Prompt 1: Verify Skill Structure
I just created my model-alignment skill. Review the structure and tell me:
1. Does it follow the SKILL.md format correctly?
2. Is the content grounded in documentation (not hallucinated)?
3. What sections should I add as I learn more about alignment?
Here is my skill:
[paste your SKILL.md content]
What you are learning: Critical evaluation of your own skill structure. Your AI partner helps identify gaps before you invest time in an incomplete skill.
Prompt 2: Connect to Task API Safety
My Task API model helps users manage tasks. Looking at my model-alignment skill,
what specific safety concerns should I address? Think about:
- What harmful tasks could users try to create?
- How might users try to manipulate the assistant?
- What legitimate requests might accidentally trigger false refusals?

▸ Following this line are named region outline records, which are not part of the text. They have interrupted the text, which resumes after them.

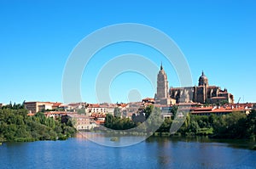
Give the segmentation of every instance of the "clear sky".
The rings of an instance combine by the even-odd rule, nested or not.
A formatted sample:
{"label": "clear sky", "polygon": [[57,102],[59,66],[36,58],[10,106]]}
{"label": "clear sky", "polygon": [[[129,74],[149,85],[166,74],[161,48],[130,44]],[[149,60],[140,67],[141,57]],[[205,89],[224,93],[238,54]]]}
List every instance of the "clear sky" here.
{"label": "clear sky", "polygon": [[[228,88],[236,101],[241,97],[241,101],[256,102],[255,8],[253,0],[3,0],[0,103],[62,102],[63,70],[73,49],[96,30],[121,23],[148,25],[172,37],[187,59],[194,85],[203,70],[211,85]],[[162,61],[170,86],[179,85],[173,68],[154,49],[116,44],[97,54],[85,68],[81,81],[84,101],[96,102],[95,81],[102,65],[129,53],[143,54],[158,65]],[[135,72],[119,75],[109,87],[114,103],[127,102],[131,93],[138,95],[134,89],[142,98],[154,97],[155,92]]]}

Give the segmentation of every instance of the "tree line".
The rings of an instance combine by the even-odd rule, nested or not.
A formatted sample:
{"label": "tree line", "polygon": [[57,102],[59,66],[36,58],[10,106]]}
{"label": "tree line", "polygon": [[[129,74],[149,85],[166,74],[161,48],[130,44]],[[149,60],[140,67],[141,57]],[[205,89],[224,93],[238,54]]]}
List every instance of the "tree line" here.
{"label": "tree line", "polygon": [[[177,110],[177,107],[174,107],[171,112],[175,115]],[[152,117],[153,112],[154,116]],[[142,132],[154,132],[161,134],[170,132],[171,126],[178,122],[174,120],[174,115],[172,118],[162,119],[160,109],[153,105],[146,107],[141,112],[141,115],[144,115],[144,119],[141,117],[133,120],[120,118],[115,115],[107,115],[106,127],[114,130],[138,127]],[[160,127],[156,131],[153,131],[152,129],[156,127],[154,125],[159,125],[160,121]],[[184,122],[176,134],[184,136],[209,135],[212,138],[255,138],[256,110],[252,110],[247,115],[244,112],[233,112],[222,115],[191,115],[188,113]]]}
{"label": "tree line", "polygon": [[27,113],[20,104],[0,110],[0,142],[67,139],[76,132],[71,122],[46,118],[42,112],[34,116]]}

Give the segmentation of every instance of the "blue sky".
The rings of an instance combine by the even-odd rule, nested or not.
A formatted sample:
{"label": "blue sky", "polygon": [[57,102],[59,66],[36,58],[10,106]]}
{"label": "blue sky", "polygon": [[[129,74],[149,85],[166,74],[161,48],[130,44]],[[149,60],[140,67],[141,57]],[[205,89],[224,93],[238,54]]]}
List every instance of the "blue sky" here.
{"label": "blue sky", "polygon": [[[228,88],[236,101],[256,102],[255,8],[255,1],[1,1],[0,103],[62,102],[63,70],[73,49],[96,30],[121,23],[148,25],[172,37],[187,59],[194,85],[203,70],[210,84]],[[179,85],[173,68],[154,49],[116,44],[85,68],[84,101],[97,102],[97,72],[108,60],[128,53],[156,65],[163,61],[170,86]],[[113,81],[110,95],[114,103],[126,102],[131,91],[144,98],[154,97],[154,90],[142,76],[127,72]]]}

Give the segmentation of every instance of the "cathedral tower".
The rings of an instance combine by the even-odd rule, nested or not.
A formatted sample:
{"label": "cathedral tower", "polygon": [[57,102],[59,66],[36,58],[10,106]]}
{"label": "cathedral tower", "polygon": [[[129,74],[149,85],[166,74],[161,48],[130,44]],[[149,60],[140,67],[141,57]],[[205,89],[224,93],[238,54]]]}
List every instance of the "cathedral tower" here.
{"label": "cathedral tower", "polygon": [[160,70],[157,76],[157,93],[155,99],[162,99],[169,98],[168,93],[169,83],[167,81],[167,75],[163,69],[163,65],[161,64]]}
{"label": "cathedral tower", "polygon": [[198,86],[209,86],[208,78],[205,76],[204,71],[201,72],[201,76],[199,77]]}

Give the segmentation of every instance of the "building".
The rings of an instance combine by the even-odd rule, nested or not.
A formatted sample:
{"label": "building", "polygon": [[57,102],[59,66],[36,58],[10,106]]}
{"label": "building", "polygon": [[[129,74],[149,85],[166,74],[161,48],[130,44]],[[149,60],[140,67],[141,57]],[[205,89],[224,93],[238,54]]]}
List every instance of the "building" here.
{"label": "building", "polygon": [[155,104],[174,104],[176,99],[170,98],[169,95],[169,82],[167,80],[167,75],[163,69],[161,64],[160,70],[157,75],[157,92],[154,95]]}
{"label": "building", "polygon": [[38,113],[47,110],[57,110],[62,103],[58,102],[25,102],[25,109],[28,110],[30,113]]}
{"label": "building", "polygon": [[160,104],[174,104],[176,103],[234,103],[234,96],[228,93],[227,89],[222,90],[219,87],[209,85],[208,78],[204,72],[202,72],[198,81],[198,86],[171,87],[168,89],[167,76],[161,65],[157,76],[155,103]]}
{"label": "building", "polygon": [[62,121],[67,121],[67,119],[72,120],[73,125],[77,130],[90,130],[96,126],[90,121],[89,116],[84,115],[68,113],[61,117]]}
{"label": "building", "polygon": [[25,102],[25,109],[30,113],[38,113],[45,110],[52,110],[52,103],[50,102]]}

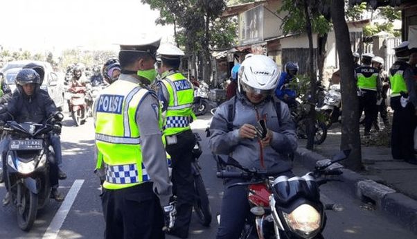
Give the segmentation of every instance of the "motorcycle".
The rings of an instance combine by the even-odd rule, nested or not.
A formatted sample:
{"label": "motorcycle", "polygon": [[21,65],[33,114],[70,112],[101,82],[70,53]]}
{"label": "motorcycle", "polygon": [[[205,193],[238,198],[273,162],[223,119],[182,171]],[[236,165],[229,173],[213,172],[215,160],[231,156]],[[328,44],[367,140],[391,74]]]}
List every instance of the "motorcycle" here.
{"label": "motorcycle", "polygon": [[341,95],[340,85],[332,85],[324,96],[323,106],[319,109],[325,117],[327,128],[333,123],[341,122]]}
{"label": "motorcycle", "polygon": [[37,210],[48,202],[49,174],[51,167],[57,167],[50,163],[55,160],[55,154],[48,133],[63,118],[62,113],[57,113],[44,124],[8,121],[3,127],[3,136],[10,139],[8,151],[2,155],[3,160],[7,159],[5,176],[17,224],[24,231],[32,228]]}
{"label": "motorcycle", "polygon": [[65,98],[69,100],[69,110],[76,126],[80,126],[85,123],[91,115],[91,107],[88,104],[85,87],[71,87],[66,92]]}
{"label": "motorcycle", "polygon": [[[338,204],[323,204],[319,187],[327,182],[337,181],[326,176],[343,173],[342,166],[335,163],[347,158],[350,151],[341,151],[332,160],[320,160],[312,172],[291,178],[276,177],[283,172],[278,170],[245,168],[231,158],[227,162],[218,158],[227,168],[231,166],[240,170],[224,169],[217,172],[218,177],[247,180],[229,186],[248,188],[251,213],[246,218],[239,238],[323,239],[324,210],[341,211],[343,208]],[[219,222],[220,217],[218,217]]]}
{"label": "motorcycle", "polygon": [[195,116],[204,115],[208,111],[211,105],[208,97],[210,89],[208,85],[204,82],[199,82],[199,86],[194,91],[194,103],[193,112]]}

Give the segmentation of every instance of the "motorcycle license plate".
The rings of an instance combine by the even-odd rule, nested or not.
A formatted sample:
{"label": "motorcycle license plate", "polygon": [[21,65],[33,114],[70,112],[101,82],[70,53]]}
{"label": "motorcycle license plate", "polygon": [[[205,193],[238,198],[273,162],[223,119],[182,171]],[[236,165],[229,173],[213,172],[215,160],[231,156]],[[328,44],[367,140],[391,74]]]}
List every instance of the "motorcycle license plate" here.
{"label": "motorcycle license plate", "polygon": [[42,139],[12,140],[9,148],[12,150],[33,150],[42,149]]}

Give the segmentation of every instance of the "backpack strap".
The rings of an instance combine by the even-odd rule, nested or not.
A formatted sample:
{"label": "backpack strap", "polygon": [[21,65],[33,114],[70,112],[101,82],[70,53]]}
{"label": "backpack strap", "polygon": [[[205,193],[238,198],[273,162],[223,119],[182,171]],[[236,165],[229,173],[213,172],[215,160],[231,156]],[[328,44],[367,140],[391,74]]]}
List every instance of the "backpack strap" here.
{"label": "backpack strap", "polygon": [[236,96],[233,96],[233,103],[227,105],[227,130],[233,130],[233,120],[235,119],[235,108],[236,105]]}

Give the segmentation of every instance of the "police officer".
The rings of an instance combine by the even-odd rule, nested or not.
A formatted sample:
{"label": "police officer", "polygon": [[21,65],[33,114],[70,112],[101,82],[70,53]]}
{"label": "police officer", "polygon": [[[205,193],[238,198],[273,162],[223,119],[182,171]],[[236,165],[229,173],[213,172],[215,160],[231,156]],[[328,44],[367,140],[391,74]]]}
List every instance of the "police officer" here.
{"label": "police officer", "polygon": [[358,88],[360,116],[365,112],[364,135],[370,135],[372,123],[378,115],[377,98],[380,97],[381,83],[379,71],[371,66],[372,53],[362,55],[362,65],[355,69],[355,77]]}
{"label": "police officer", "polygon": [[173,224],[161,110],[157,96],[147,88],[157,76],[159,42],[121,45],[121,74],[103,90],[94,108],[96,145],[105,169],[107,239],[164,238],[164,216],[166,227]]}
{"label": "police officer", "polygon": [[172,157],[173,193],[177,196],[177,218],[168,233],[186,238],[191,220],[194,197],[193,177],[191,174],[191,150],[195,136],[190,127],[195,118],[192,107],[194,91],[191,83],[179,71],[181,56],[184,53],[171,44],[161,45],[161,70],[158,82],[158,96],[166,111],[163,134],[166,138],[166,151]]}
{"label": "police officer", "polygon": [[407,63],[410,55],[408,44],[403,42],[394,48],[397,60],[389,69],[391,107],[394,111],[391,150],[394,159],[417,164],[413,143],[417,98],[413,71]]}

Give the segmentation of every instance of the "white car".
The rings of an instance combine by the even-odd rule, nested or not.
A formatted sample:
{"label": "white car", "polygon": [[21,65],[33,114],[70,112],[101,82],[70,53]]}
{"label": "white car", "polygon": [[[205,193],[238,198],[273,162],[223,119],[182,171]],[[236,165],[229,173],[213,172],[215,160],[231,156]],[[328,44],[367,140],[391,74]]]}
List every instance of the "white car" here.
{"label": "white car", "polygon": [[13,61],[7,63],[1,69],[0,73],[3,76],[6,84],[9,85],[12,92],[16,89],[15,78],[17,73],[23,67],[29,64],[35,63],[44,67],[45,76],[41,85],[41,89],[45,90],[49,96],[53,100],[56,107],[62,110],[65,103],[64,100],[64,83],[59,80],[57,73],[53,71],[49,62],[32,60]]}

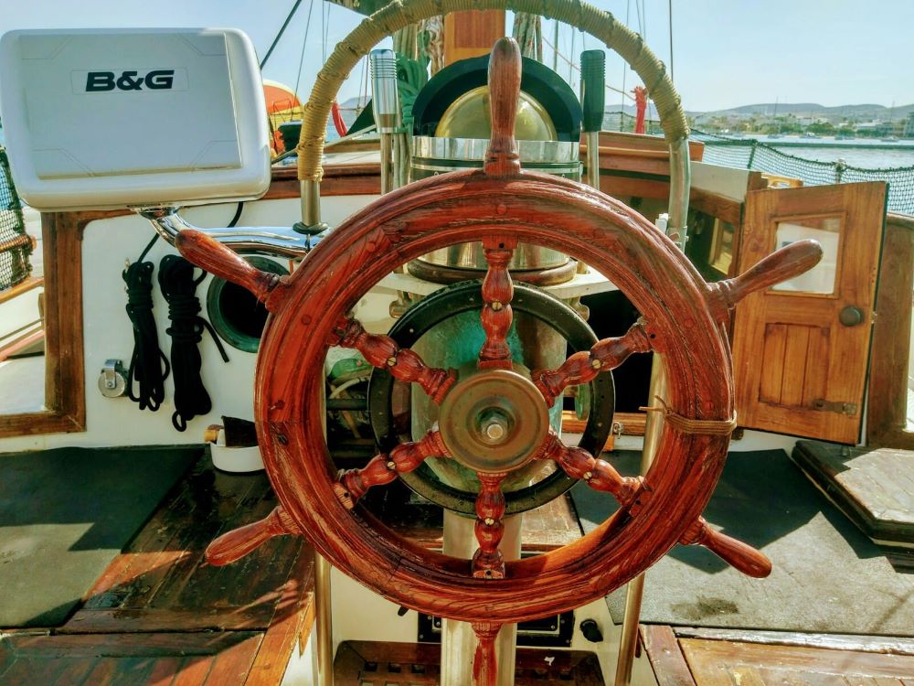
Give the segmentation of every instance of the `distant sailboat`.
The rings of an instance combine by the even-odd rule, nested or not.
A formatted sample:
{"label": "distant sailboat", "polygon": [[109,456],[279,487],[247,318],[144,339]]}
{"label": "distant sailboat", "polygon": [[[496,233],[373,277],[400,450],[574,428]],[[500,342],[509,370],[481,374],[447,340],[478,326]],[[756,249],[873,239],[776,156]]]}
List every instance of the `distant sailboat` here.
{"label": "distant sailboat", "polygon": [[[773,119],[775,122],[778,122],[778,102],[779,102],[779,100],[780,100],[780,97],[774,99],[774,114],[771,115],[771,119]],[[781,133],[781,123],[778,122],[778,130],[776,132],[774,132],[773,134],[769,134],[768,137],[769,138],[781,138],[781,135],[782,135],[782,134]]]}
{"label": "distant sailboat", "polygon": [[883,143],[898,143],[898,137],[895,135],[895,125],[892,123],[892,119],[895,116],[895,101],[892,101],[892,106],[888,110],[888,135],[883,137],[881,140]]}

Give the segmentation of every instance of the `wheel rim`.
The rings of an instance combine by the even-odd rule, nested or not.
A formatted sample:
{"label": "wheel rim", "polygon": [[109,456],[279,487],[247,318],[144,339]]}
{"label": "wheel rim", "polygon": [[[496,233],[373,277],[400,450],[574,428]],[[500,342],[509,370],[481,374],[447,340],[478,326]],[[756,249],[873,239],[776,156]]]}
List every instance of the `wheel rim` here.
{"label": "wheel rim", "polygon": [[[290,374],[290,363],[281,361],[293,359],[294,367],[304,368],[323,363],[335,319],[360,291],[396,263],[493,231],[559,248],[609,276],[663,343],[671,408],[691,418],[731,416],[726,341],[708,312],[707,286],[671,241],[643,218],[586,187],[525,174],[494,189],[492,179],[479,172],[438,177],[388,195],[321,243],[293,275],[287,302],[268,325],[256,402],[264,463],[280,499],[335,566],[415,609],[468,621],[485,616],[515,622],[531,611],[564,611],[600,597],[663,555],[700,515],[728,441],[667,426],[643,498],[570,546],[509,563],[504,580],[468,578],[466,561],[419,549],[364,510],[344,508],[331,487],[335,475],[325,444],[313,435],[321,422],[314,402],[319,375]],[[323,305],[318,311],[308,306],[315,300]],[[699,362],[715,373],[695,373]],[[362,522],[382,534],[367,540]],[[532,610],[531,595],[541,598]]]}

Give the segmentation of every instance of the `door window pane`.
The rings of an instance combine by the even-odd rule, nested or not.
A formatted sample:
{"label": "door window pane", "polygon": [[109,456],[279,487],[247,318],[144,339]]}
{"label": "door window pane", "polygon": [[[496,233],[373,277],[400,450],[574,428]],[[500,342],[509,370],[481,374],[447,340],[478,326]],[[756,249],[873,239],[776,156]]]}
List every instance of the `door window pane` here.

What you are learning: Domain-specific safety thinking. Generic alignment is not enough. You need to understand the specific risks in your application.
Prompt 3: Validate Against TRL Docs
Compare my skill's DPO configuration recommendations against the official
TRL documentation. Are there any discrepancies? Any best practices
I should add?
Specifically check:
1. Beta parameter recommendations
2. Learning rate guidance
3. Batch size configuration for T4 GPU
What you are learning: Documentation verification. You are building the habit of validating AI-generated content against authoritative sources.
Safety Note
As you create skills from documentation, remember that AI tools may not have the most current information. TRL is actively developed, and best practices evolve. Always verify critical configuration values against the official source before production use.